In addition to Weibo, there is also WeChat
Please pay attention
WeChat public account
Shulou
2025-02-25 Update From: SLTechnology News&Howtos shulou NAV: SLTechnology News&Howtos > Development >
Share
Shulou(Shulou.com)06/03 Report--
This article mainly explains "what are the advantages of Pulsar". The content of the explanation is simple and clear, and it is easy to learn and understand. Please follow the editor's train of thought to study and learn what are the advantages of Pulsar.
Basic knowledge of Kafka
Kafka is the king of messaging systems. It was founded by LinkedIn in 2011 and has been widely spread with the support of Confluent.
Confluent has released many new features and add-ons to the open source community, such as Schema Registry for schema evolution, Kafka Connect for easy streaming from other data sources, and so on.
Database to Kafka,Kafka Streams for distributed stream processing, recently using KSQL to execute SQL-like queries against Kafka topic, and so on.
Kafka is fast, easy to install, very popular, and can be used in a wide range of or use cases. From the developer's point of view, although Apache Kafka has always been friendly, it is a mess in terms of operation and maintenance.
So let's review some of the pain points of Kafka:
Kafka demo [2]
Many of Kakfa's pain points are as follows:
Extending Kafka is tricky because of the coupled architecture of broker and stored data.
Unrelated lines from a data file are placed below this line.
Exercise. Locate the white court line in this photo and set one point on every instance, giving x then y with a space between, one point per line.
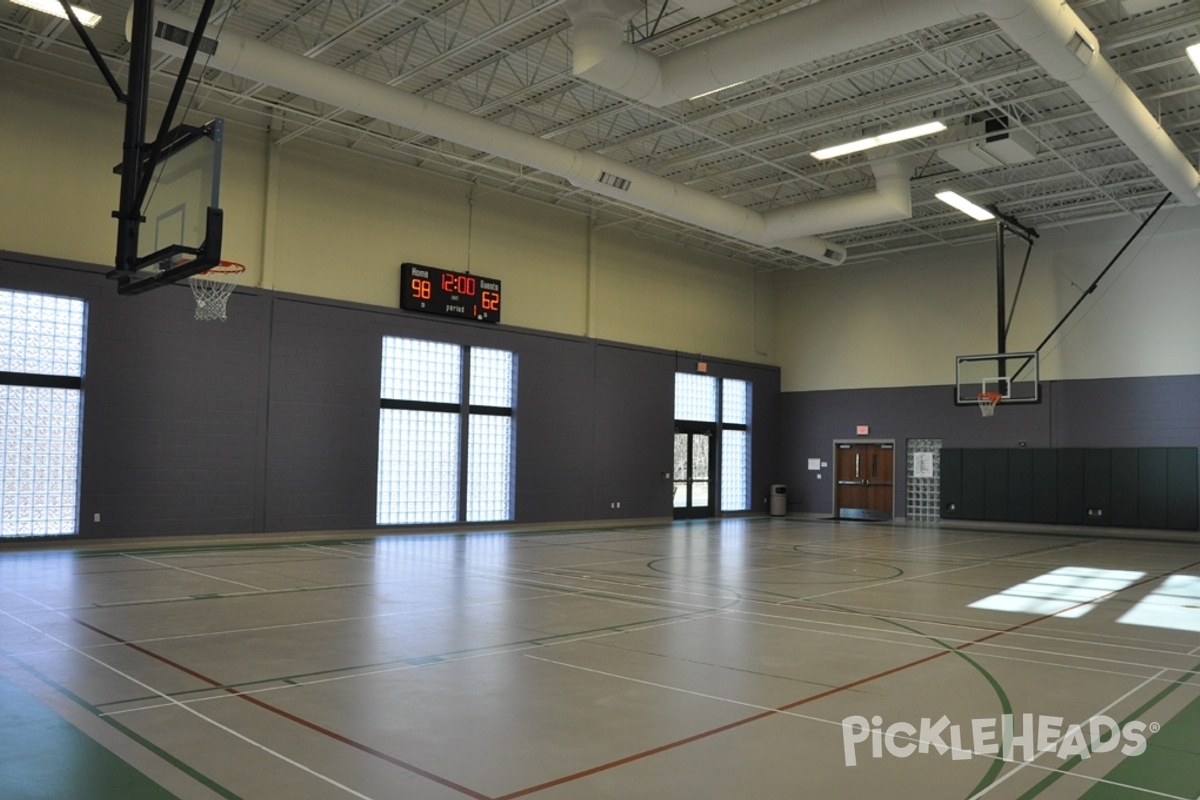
499 650
1102 711
196 572
839 723
193 711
Stripping a broker means that it must copy topic partitions and replicas, which is very time-consuming.
A local multi-tenant that is not completely isolated from the tenant.
Storage can become very expensive, and although data can be stored for a long time, it is rarely used because of cost.
In case the copy is out of sync, the message may be lost.
The number of broker, topic, partitions, and replicas must be planned and calculated in advance (ensuring planned future usage growth) to avoid scaling issues, which is very difficult.
If only a messaging system is needed, using offsets can be complex.
Cluster rebalancing affects the performance of connected producers and consumers.
MirrorMaker [3] there is a problem with Geo replication mechanism. Companies like Uber have created their own solutions to overcome these problems.
As you can see, most of the problems are related to operation and maintenance. Although it is relatively easy to install, Kafka is difficult to manage and tune. Moreover, it also lacks the flexibility and flexibility it should have.
Basic knowledge of Pulsar
Pulsar by Yahoo! Founded in 2013 and donated to the Apache Foundation in 2016. Pulsar is now a top-level project of the Apache Software Foundation.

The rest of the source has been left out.